Seulement voilà: elle a donc une part de responsabilité dans l’évolution du monde que nous connaissons actuellement. Elle à l’origine de la place prépondérante qu’ont pris dans nos sociétés occidentales, mais maintenant via la mondialisation, dans le monde entier: le pouvoir, le patriarcat, la techno-science.  Et il n’est pas interdit de penser que cette voie est en train de montrer qu’elle nous conduit dans une impasse. Il est donc temps de changer de " paradigme", de modèle de compréhension de soi, de l’homme, de la vie, du monde, du cosmos, pour obéir non plus au pouvoir mais à la puissance, non à la loi, mais à l’intuition, non plus à l’universalisation de la techno-science ou du capitalisme mais de libérer ces flux d'attention que nous sommes susceptibles de porter à ces points remarquables qui constituent la texture souple de la vie.

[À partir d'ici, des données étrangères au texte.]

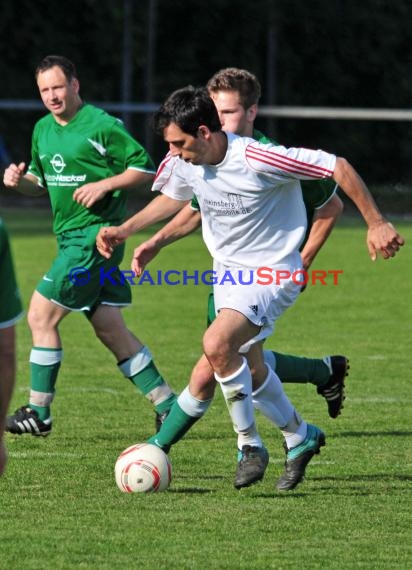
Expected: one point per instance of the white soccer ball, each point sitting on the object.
(143, 468)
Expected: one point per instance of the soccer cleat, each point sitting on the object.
(298, 457)
(251, 466)
(26, 420)
(334, 390)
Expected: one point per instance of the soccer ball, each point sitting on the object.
(143, 468)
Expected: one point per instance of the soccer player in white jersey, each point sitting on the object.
(253, 217)
(236, 93)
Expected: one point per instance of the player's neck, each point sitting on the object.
(219, 148)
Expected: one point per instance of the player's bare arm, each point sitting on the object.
(158, 209)
(323, 222)
(89, 194)
(382, 237)
(184, 223)
(27, 184)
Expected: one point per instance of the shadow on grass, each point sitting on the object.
(373, 434)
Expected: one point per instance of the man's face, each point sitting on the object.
(59, 96)
(234, 118)
(187, 147)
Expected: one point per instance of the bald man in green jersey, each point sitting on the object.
(87, 161)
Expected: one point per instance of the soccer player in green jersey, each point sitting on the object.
(11, 311)
(260, 181)
(87, 161)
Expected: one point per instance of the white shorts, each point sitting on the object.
(261, 295)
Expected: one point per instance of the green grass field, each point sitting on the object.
(60, 507)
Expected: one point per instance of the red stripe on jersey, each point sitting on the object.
(287, 163)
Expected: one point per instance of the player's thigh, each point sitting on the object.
(228, 332)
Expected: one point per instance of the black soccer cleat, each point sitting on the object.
(25, 420)
(251, 466)
(298, 458)
(334, 390)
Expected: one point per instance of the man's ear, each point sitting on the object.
(203, 131)
(251, 113)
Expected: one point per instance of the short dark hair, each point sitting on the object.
(65, 65)
(240, 80)
(189, 108)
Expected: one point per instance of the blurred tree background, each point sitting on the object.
(329, 53)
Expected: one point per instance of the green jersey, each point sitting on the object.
(315, 193)
(92, 146)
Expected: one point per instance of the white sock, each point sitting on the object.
(270, 359)
(237, 391)
(191, 405)
(271, 400)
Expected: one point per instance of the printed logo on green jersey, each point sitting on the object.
(58, 163)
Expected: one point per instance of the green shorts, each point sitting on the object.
(11, 307)
(80, 278)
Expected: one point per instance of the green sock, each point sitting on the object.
(298, 369)
(44, 368)
(142, 372)
(174, 427)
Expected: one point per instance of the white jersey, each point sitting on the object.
(253, 214)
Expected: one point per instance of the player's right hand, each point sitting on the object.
(144, 253)
(107, 239)
(13, 174)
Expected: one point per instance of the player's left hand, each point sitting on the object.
(89, 194)
(383, 238)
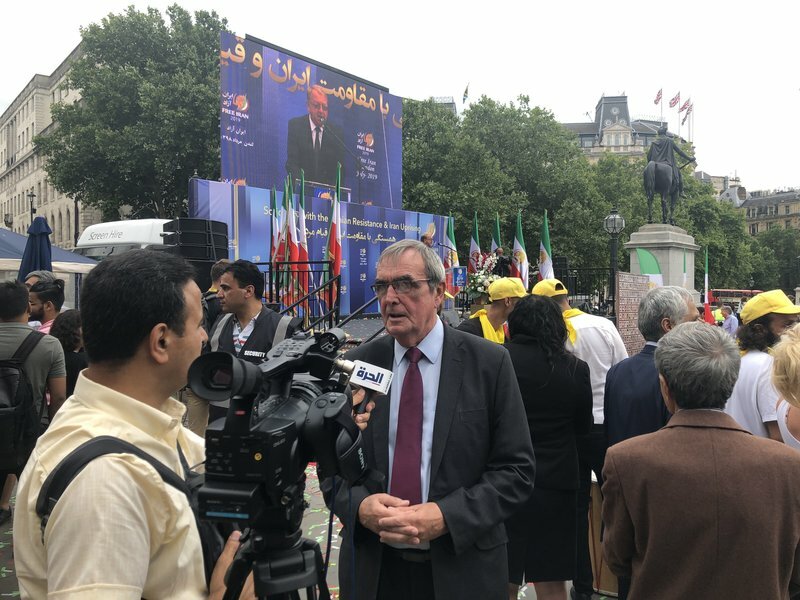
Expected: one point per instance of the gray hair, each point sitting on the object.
(434, 270)
(42, 275)
(700, 364)
(668, 302)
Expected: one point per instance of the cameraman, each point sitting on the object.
(120, 531)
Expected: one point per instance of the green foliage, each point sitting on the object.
(148, 114)
(779, 251)
(507, 157)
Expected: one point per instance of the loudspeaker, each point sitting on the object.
(197, 239)
(204, 225)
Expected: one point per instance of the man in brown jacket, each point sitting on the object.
(702, 508)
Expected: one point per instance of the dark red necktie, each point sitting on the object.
(408, 443)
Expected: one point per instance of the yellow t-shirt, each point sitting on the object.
(489, 332)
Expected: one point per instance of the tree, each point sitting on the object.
(446, 170)
(148, 116)
(777, 263)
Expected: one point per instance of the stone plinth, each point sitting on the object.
(668, 244)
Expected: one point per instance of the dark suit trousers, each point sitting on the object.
(591, 456)
(403, 579)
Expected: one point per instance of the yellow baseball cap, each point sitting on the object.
(773, 301)
(506, 287)
(549, 288)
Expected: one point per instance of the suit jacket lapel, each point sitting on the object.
(450, 381)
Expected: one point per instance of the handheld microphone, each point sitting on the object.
(375, 380)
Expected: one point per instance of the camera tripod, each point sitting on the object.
(279, 573)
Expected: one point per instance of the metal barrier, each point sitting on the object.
(589, 289)
(304, 289)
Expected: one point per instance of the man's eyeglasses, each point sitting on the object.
(404, 285)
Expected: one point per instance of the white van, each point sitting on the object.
(106, 239)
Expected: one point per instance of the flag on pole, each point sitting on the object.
(333, 247)
(648, 265)
(519, 259)
(658, 96)
(708, 316)
(275, 225)
(450, 254)
(474, 247)
(302, 242)
(545, 255)
(496, 233)
(290, 251)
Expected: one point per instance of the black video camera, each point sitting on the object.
(293, 408)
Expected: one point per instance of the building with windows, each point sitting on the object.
(23, 181)
(766, 210)
(613, 130)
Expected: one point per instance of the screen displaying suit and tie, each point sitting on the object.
(281, 113)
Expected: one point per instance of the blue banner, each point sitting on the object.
(281, 113)
(366, 231)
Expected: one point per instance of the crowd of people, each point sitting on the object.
(488, 439)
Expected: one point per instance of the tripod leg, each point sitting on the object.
(236, 576)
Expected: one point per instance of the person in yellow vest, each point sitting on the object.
(488, 322)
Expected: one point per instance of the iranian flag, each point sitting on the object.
(302, 237)
(474, 247)
(708, 316)
(519, 259)
(648, 265)
(275, 225)
(333, 248)
(451, 254)
(545, 255)
(496, 233)
(288, 289)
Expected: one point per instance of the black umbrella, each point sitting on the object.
(37, 255)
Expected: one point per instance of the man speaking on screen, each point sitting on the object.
(313, 143)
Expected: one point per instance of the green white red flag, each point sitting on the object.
(333, 249)
(450, 253)
(496, 233)
(519, 258)
(474, 247)
(545, 255)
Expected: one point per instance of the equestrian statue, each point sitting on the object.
(662, 176)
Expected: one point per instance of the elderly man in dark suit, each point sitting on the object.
(313, 143)
(451, 438)
(702, 508)
(633, 403)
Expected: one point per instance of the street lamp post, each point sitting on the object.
(32, 197)
(614, 223)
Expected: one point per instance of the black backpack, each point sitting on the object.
(19, 417)
(211, 536)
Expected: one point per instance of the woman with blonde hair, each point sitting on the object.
(786, 378)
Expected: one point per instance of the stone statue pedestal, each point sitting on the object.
(669, 244)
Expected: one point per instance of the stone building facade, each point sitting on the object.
(768, 210)
(23, 180)
(613, 130)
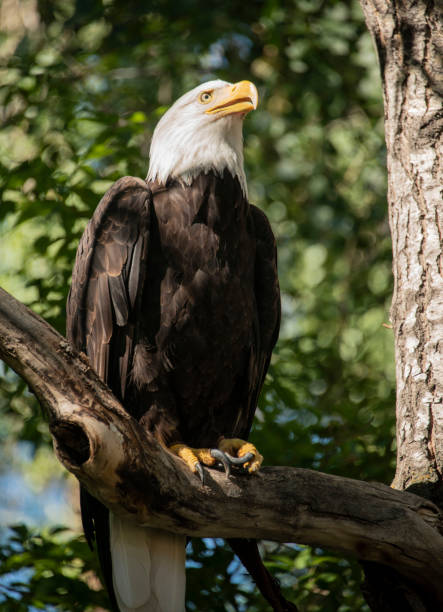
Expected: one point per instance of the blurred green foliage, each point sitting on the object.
(82, 87)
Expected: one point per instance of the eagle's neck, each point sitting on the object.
(185, 151)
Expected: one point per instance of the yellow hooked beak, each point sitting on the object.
(241, 97)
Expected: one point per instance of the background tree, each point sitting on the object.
(83, 86)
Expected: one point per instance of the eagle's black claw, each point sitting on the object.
(228, 460)
(201, 473)
(223, 458)
(240, 460)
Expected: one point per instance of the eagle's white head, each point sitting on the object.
(202, 131)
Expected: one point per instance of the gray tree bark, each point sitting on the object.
(408, 35)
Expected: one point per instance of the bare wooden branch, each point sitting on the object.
(134, 476)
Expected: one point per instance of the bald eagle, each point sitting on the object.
(175, 300)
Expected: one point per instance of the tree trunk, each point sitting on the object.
(409, 40)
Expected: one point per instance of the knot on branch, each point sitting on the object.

        Cette affirmation de l’avenir féminin de l’humanité apparaît de façon plus évidente dés lors que nous manifestons cette aptitude à débarrasser entièrement ces principes du masculin et du féminin de leur ancrage biologique sexuel (Mâle / femelle).  Dés lors la distinction entre le masculin et le féminin se retrouve entièrement dans celle de la puissance et du pouvoir.
                Le pouvoir est discontinu, il s’impose par la rupture, il est décrété, délégué, élu mais repose donc toujours sur des institutions humaines. Il est transcendant et s’appuie sur une autorité légale, artificielle. La puissance est exactement tout le contraire de cela: elle est continue, naturelle, charismatique, fluide. Elle est immanente et ne s’impose spontanément qu’à partir d’elle-même et de ce qu’elle devient en suivant inexorablement et naturellement son cours. La phrase d’Aragon reprise par Jean Ferrat doit donc se comprendre de la façon suivante: le féminin est le seul avenir de l’humanité possible et de ce que nous percevons nous aujourd’hui de l’état de l’humanité et de la terre tel qu’elles sont, de la pandémie au réchauffement climatique , en passant par le creusement des inégalités provoquées par le mondialisme, nous ne percevons pas comment le résultat de cette analyse pourrait être contredit.